Mi nombre es Laura, tengo 27 años, y durante mucho tiempo viví peleando con mi propio cuerpo. Supongo que esta frase te sonara. Puede sonar exagerado, pero el vello siempre fue un problema para mí. Me sentía insegura, me daba vergüenza ponerme shorts, faldas o incluso camisetas sin mangas. Y de lo de ir a la piscina y a la playa, pues ni hablamos.
Me pasaba la vida con la cuchilla en la mano, usando cera caliente, crema depilatoria, pinzas… lo que fuera. Y ya os puedo decir que no es nada gracioso. Había días en los que me miraba al espejo y pensaba: “No quiero seguir así”. Tenía irritaciones constantes, pelos enquistados y, sobre todo, un cansancio enorme de sentir que nunca estaba preparada. Esas cosas que siempre te daban sugerencias en las revistas para adolescentes porque hay muchos problemas.

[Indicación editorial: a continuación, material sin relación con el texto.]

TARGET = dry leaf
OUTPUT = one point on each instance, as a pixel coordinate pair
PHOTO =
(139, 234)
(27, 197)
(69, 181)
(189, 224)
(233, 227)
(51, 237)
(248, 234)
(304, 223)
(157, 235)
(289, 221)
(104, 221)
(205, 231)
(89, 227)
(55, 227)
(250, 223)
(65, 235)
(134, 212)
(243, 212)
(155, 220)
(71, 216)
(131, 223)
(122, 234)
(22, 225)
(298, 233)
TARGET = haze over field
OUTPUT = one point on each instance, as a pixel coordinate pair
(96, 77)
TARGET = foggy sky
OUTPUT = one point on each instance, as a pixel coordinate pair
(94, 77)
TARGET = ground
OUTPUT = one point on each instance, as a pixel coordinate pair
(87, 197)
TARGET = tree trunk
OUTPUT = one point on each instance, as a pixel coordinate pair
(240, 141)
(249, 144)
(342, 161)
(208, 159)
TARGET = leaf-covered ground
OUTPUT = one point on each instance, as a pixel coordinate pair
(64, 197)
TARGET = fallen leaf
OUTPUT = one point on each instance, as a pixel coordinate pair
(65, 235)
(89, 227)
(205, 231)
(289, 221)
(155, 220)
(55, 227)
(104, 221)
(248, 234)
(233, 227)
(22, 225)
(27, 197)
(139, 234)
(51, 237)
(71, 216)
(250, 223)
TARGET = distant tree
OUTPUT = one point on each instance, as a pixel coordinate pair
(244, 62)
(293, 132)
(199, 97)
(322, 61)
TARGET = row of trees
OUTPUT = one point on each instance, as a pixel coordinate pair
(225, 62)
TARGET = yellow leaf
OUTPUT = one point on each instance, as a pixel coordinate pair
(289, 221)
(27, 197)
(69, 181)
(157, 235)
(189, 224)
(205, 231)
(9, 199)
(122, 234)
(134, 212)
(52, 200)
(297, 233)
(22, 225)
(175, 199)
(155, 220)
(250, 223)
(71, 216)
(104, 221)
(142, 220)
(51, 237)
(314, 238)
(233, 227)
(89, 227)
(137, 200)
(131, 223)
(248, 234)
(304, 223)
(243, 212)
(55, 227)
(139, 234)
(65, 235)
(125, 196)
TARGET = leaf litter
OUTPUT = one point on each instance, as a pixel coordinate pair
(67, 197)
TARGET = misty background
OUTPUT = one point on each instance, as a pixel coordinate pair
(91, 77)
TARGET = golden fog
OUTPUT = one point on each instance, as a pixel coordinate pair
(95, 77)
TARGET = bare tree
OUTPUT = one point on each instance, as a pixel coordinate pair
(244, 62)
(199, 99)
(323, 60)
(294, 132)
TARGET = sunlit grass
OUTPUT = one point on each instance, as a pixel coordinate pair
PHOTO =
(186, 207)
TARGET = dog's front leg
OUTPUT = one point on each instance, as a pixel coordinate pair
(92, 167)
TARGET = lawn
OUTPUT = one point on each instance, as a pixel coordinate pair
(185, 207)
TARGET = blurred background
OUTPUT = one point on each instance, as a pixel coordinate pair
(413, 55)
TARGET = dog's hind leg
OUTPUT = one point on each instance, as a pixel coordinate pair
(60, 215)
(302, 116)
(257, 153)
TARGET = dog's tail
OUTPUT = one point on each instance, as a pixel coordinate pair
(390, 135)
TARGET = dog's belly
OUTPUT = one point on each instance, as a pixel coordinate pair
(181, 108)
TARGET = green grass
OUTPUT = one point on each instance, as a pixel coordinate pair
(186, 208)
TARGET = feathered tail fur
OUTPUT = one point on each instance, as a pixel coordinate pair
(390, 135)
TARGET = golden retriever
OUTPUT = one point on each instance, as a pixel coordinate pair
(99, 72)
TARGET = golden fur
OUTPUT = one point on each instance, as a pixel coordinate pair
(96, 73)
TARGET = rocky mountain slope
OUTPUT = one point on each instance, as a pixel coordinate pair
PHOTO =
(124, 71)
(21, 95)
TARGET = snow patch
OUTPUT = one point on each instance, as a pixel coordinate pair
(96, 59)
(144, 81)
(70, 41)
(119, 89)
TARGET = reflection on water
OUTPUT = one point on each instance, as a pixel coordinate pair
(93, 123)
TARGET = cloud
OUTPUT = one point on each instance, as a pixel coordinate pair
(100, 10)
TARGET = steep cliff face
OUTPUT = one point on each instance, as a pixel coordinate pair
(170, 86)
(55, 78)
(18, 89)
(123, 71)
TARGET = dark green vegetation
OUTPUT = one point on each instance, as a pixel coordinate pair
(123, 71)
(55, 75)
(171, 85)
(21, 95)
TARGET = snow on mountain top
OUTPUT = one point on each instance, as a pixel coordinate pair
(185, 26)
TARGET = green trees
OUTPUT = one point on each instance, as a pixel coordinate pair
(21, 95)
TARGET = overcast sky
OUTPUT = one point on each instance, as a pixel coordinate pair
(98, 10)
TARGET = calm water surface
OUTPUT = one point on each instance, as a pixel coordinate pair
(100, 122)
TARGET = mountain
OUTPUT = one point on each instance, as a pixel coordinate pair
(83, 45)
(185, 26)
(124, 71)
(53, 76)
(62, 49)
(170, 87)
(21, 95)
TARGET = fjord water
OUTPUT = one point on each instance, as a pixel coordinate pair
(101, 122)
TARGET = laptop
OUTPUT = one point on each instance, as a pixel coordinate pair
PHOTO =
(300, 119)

Un día, una amiga me habló del centro de estética Linaje. Me dijo que ahí trabajaban con una técnica muy novedosa llamada SHR, que era como una mezcla entre luz pulsada y láser tradicional, pero mucho más suave y cómoda. Yo siempre había tenido miedo de la depilación láser porque había escuchado que dolía mucho. Sin embargo, ella insistió tanto en que probara, que al final pedí una cita.
Recuerdo perfectamente la primera vez que entré en el Centro de Estética Linaje. El ambiente me dio muy buen rollo. Me recibió una chica muy amable que me explicó todo con palabras sencillas. Me dijo que la depilación SHR (Super Hair Removal) funcionaba de una forma diferente a los láseres clásicos.

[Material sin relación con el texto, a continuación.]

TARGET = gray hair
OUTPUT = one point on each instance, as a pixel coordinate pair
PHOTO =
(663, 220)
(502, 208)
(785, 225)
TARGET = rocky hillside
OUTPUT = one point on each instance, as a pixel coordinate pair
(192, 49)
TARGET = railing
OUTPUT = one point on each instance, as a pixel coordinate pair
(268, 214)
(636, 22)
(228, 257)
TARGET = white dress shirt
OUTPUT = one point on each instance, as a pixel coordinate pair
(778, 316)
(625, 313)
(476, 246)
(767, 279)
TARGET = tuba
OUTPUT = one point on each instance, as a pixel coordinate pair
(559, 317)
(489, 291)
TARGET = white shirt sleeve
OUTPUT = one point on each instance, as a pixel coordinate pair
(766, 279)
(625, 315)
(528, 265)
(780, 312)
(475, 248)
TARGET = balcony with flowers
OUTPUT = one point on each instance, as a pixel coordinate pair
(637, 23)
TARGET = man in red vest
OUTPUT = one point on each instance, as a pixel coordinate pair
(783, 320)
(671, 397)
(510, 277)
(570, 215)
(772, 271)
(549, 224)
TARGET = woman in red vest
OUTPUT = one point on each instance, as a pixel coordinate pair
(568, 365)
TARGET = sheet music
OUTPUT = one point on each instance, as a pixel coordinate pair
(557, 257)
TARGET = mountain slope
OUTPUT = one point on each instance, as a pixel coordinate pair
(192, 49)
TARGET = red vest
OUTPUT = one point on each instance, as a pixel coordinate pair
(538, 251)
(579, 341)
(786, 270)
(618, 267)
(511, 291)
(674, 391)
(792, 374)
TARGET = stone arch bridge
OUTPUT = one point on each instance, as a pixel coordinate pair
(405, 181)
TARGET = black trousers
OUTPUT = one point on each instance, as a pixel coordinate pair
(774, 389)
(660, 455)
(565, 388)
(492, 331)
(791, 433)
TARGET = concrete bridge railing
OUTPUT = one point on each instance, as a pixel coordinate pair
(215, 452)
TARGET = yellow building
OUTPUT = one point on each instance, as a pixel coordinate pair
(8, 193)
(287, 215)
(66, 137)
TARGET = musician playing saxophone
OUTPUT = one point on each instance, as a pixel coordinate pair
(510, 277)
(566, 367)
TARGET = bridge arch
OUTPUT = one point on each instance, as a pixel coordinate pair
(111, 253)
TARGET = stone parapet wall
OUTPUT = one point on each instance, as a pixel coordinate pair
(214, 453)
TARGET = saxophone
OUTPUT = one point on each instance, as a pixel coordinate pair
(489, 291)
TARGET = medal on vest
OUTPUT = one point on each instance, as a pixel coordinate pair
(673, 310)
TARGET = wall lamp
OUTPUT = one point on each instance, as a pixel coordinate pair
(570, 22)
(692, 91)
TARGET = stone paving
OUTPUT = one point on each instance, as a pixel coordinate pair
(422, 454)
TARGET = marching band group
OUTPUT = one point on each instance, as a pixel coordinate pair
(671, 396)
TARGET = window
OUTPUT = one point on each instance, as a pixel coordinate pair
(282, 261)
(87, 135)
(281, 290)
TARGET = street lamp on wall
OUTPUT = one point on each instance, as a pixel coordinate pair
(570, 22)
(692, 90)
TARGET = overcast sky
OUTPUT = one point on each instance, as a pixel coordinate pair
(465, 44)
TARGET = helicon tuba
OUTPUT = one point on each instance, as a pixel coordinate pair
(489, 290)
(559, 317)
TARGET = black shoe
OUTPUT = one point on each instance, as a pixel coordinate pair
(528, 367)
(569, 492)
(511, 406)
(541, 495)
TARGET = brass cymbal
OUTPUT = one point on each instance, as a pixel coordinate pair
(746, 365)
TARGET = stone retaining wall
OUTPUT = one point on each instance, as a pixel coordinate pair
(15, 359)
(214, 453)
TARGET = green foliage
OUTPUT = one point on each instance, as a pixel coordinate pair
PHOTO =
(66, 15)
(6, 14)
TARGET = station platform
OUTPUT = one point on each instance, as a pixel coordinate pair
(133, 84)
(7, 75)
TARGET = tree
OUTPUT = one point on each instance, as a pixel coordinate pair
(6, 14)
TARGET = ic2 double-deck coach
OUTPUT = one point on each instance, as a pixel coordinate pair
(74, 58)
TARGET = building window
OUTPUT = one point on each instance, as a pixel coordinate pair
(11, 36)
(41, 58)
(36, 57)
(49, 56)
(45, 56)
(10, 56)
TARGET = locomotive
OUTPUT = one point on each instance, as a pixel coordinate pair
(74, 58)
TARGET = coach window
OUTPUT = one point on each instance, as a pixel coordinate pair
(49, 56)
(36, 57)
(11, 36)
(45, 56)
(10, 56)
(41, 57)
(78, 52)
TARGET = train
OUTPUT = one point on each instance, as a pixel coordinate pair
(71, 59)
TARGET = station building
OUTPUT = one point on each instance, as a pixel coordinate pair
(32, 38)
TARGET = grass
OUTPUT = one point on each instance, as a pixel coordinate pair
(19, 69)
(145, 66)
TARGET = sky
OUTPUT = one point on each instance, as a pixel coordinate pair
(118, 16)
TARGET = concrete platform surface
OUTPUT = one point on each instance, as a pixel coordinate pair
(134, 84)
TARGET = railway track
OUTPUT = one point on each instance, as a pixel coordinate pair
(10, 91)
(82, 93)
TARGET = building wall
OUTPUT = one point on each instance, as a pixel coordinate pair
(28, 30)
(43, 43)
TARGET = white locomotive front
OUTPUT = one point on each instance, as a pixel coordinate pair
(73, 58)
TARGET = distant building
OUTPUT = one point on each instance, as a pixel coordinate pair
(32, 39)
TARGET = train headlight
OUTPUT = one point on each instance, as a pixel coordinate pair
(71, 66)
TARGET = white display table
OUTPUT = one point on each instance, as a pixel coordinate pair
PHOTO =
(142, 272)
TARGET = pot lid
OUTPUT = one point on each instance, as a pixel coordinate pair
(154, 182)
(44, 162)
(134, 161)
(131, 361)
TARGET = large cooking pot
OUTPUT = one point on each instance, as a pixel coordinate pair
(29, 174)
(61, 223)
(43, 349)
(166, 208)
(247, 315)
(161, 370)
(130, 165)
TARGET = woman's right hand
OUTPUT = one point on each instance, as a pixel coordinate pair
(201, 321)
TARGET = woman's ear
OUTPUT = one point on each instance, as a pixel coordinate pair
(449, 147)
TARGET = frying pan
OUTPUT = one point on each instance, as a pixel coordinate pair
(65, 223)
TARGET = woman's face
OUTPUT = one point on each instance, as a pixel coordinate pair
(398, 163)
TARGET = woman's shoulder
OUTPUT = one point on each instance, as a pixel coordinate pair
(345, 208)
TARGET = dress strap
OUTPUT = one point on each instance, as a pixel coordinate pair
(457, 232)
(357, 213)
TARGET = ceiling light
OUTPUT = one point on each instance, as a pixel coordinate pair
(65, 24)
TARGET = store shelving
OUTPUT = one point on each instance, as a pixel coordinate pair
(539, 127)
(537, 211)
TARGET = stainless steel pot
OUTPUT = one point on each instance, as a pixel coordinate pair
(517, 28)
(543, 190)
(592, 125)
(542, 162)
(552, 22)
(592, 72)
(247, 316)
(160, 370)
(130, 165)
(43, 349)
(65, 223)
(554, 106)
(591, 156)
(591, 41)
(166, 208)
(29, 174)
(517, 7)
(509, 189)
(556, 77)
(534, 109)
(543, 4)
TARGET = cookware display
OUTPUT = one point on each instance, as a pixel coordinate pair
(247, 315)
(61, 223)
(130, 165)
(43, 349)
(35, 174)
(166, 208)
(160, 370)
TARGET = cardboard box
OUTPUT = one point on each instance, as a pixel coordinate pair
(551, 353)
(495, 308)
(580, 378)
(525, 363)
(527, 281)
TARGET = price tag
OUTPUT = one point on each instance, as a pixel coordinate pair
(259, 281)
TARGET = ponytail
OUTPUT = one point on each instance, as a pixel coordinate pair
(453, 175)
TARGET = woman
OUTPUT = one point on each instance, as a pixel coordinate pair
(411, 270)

En vez de lanzar un disparo muy fuerte de luz, este sistema enviaba muchos pulsos pequeños mientras la máquina se movía suavemente sobre la piel.

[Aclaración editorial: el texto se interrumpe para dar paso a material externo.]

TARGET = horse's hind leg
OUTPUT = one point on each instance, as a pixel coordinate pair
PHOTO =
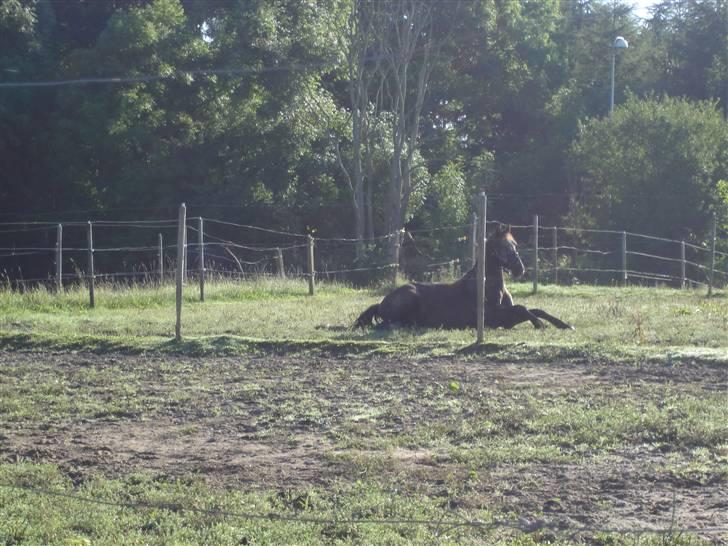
(552, 319)
(508, 317)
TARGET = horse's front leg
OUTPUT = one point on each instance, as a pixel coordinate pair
(508, 317)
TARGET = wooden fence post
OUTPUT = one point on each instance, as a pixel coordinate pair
(161, 259)
(474, 240)
(181, 240)
(535, 253)
(711, 279)
(201, 244)
(480, 279)
(624, 258)
(555, 243)
(59, 258)
(279, 261)
(311, 268)
(91, 275)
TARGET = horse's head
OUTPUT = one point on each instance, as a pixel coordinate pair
(502, 250)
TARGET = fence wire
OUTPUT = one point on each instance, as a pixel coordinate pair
(565, 254)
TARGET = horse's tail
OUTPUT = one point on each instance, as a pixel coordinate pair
(366, 318)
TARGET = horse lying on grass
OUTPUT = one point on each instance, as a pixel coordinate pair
(453, 305)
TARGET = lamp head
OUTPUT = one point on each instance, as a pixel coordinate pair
(620, 43)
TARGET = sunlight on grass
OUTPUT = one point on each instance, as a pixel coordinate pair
(277, 310)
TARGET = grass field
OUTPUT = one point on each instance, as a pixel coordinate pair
(273, 422)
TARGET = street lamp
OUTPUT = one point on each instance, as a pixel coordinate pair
(619, 43)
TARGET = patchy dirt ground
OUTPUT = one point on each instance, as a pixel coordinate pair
(282, 423)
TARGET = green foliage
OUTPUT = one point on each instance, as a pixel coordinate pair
(248, 105)
(662, 155)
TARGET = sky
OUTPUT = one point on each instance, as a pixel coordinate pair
(642, 7)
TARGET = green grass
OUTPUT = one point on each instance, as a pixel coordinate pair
(271, 314)
(407, 424)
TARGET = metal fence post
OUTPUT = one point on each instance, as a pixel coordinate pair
(555, 244)
(59, 258)
(91, 276)
(712, 256)
(474, 240)
(480, 304)
(161, 259)
(181, 240)
(624, 258)
(311, 268)
(201, 244)
(535, 253)
(395, 264)
(279, 261)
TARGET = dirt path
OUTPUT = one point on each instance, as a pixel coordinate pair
(281, 423)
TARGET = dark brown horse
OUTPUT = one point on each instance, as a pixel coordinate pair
(453, 305)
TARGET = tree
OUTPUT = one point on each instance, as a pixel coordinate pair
(653, 167)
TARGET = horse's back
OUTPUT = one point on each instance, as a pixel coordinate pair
(444, 305)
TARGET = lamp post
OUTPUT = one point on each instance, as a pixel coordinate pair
(619, 43)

Me contaron que la máquina lanza pulsos de luz con distintas longitudes de onda. Eso significa que sirve para varios tipos de vello y tonos de piel, incluso para personas como yo, que tengo la piel clara pero un vello más oscuro.
A diferencia del láser tradicional, que calienta el folículo de forma brusca, esta técnica lo hace poco a poco. La máquina va pasando por la piel constantemente, en movimiento, y eso evita que la piel se caliente demasiado. Por eso es mucho más cómodo y casi no duele.
El calor que produce la luz lo absorbe la melanina del folículo piloso. Ese calor lo va dañando hasta que el vello deja de crecer. Lo entendí como si fuera un proceso suave pero efectivo.
Varias sesiones
Me explicaron que tendría que hacer varias sesiones, y la verdad es que no me importó, porque el vello crece por fases, y el láser solo actúa sobre el vello que está en fase de crecimiento. Por eso es importante espaciar las citas y ser constante.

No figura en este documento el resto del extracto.